Papers

When AI Plays Politics: Using Diplomacy to elicit Theory of Mind in LLMs (unpublished)

Authors: Gavin Deane

• April 2026

Recent work suggests Large Language Models (LLMs) have shown emergent Theory of Mind (ToM) comparable to adult humans for short-story evaluations. This capability presents opportunities for cooperation and AI safety. However, it remains unclear whether showcased LLM ToM capabilities are memorization-based or whether they are applied strategically. To investigate this, we evaluate ToM in three frontier LLMs using the board game Diplomacy, a negotiation game that requires second-order ToM to lie and reason about opponents’ beliefs with incomplete information. We use a recently created test harness to run games with the Gemini model, then probe the latest Gemini, ChatGPT, and Claude models at critical states to predict target relationships and orders. In addition, we analyze a game moment where Gemini uses sophisticated deception to successfully impose false beliefs on its opponent. Concerningly, we find that while Gemini appears capable of sophisticated deceit, models given the victim’s information set appear unable to detect deception ahead of time. This is bad news for ToM-based alignment approaches.

Distributed ML Property Attestation Using TEEs (unpublished)

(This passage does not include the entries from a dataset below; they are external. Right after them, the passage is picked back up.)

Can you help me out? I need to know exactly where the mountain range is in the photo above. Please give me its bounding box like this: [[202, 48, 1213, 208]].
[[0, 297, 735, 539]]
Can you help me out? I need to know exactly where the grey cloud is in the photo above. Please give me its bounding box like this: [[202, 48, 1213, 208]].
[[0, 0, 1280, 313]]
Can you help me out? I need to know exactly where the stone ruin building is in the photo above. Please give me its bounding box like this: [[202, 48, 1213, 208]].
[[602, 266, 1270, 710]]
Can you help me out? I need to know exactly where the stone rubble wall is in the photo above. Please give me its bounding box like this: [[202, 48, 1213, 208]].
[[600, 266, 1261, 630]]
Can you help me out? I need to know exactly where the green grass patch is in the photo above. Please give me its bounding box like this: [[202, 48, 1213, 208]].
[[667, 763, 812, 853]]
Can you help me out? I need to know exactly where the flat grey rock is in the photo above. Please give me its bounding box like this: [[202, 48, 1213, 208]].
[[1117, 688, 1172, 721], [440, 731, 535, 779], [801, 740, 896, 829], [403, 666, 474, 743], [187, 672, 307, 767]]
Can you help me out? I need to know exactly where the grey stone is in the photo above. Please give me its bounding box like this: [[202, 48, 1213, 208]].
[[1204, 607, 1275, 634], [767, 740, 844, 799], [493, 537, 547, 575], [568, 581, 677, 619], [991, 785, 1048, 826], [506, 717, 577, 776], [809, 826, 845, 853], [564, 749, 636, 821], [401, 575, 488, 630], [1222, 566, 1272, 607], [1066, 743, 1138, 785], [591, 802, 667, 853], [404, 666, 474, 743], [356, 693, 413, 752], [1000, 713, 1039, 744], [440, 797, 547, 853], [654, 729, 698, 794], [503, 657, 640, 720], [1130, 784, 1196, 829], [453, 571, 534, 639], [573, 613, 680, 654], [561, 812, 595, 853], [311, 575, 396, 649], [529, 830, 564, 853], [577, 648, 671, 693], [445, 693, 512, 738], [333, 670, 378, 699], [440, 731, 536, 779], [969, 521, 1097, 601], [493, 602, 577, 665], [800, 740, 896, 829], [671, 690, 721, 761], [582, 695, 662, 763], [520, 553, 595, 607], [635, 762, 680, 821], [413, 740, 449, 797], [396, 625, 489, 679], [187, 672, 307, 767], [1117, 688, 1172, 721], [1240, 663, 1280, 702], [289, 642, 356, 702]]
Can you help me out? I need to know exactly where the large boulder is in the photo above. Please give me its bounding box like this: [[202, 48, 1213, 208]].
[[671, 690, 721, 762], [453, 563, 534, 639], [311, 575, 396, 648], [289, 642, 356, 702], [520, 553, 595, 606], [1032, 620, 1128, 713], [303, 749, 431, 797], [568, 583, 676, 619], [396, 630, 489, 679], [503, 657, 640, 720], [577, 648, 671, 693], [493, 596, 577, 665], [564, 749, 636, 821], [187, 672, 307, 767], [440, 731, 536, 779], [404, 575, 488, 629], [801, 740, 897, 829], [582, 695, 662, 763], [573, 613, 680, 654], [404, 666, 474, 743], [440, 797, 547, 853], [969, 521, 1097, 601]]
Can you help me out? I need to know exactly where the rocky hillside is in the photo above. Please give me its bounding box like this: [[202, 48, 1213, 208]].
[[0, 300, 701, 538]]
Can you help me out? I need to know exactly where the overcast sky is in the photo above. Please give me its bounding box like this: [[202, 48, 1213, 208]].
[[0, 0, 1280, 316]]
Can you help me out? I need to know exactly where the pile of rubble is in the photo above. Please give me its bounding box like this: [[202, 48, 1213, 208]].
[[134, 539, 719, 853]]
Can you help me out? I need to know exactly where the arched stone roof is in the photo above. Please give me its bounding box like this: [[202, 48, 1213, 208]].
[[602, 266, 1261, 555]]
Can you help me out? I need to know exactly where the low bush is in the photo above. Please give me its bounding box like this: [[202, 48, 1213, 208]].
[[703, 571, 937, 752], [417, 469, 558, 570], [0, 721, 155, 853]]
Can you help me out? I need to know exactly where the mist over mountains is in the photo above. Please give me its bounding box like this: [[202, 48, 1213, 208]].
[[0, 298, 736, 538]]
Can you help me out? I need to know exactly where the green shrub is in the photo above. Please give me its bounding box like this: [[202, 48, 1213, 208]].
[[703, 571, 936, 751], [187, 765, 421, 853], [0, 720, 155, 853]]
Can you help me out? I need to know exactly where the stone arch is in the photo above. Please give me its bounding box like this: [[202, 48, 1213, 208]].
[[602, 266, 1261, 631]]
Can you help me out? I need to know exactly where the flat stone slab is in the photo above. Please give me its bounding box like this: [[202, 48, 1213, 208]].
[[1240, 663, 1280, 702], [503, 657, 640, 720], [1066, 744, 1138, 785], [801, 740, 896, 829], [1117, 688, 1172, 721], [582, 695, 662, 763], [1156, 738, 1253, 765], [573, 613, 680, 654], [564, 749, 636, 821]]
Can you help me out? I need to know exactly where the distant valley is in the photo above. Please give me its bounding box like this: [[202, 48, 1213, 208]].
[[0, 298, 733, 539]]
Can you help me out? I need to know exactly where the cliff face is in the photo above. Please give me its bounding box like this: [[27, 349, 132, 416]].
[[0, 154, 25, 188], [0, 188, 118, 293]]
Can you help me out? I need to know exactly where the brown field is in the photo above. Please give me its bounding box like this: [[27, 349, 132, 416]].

Authors: Idil Kara, Gavin Deane, Artemiy Vishnyakov

• December 2025

As large machine learning (ML) providers adopt model cards to document how models are trained, the question becomes: how can a verifier be sure that a card is honest? Prior work such as Laminator shows how a trusted execution environment (TEE) can produce a proof-of-training (PoT) artifact for a single node, attesting that its output model was trained on a specific dataset, architecture, and configuration. Modern training pipelines, however, are distributed and data-parallel. In this work we ask whether these single-node restrictions can be lifted to attest a distributed setting: if each individual node can attest that it behaved correctly, can we safely conclude that the whole system behaved correctly? Our key idea is to treat each worker as a Laminator-style prover and to run a coordinator inside a TEE that verifies worker PoT digests and aggregates their updates. Since the coordinator’s code is itself remotely attested, an external verifier only needs to trust the coordinator enclave; the distributed training job then collapses to a single PoT artifact stating that, if every node followed its attested code, the final model was trained as claimed or else the artifact fails to verify. We implement this protocol using PyTorch and a Docker-based TEE emulation, and evaluate it on data-parallel training over the CENSUS dataset. In our CPU-only prototype, attested runs incur a 2.2–3.1× slowdown (120–214% overhead) compared to an unattested baseline, with overhead scaling approximately linearly in the number of workers and epochs.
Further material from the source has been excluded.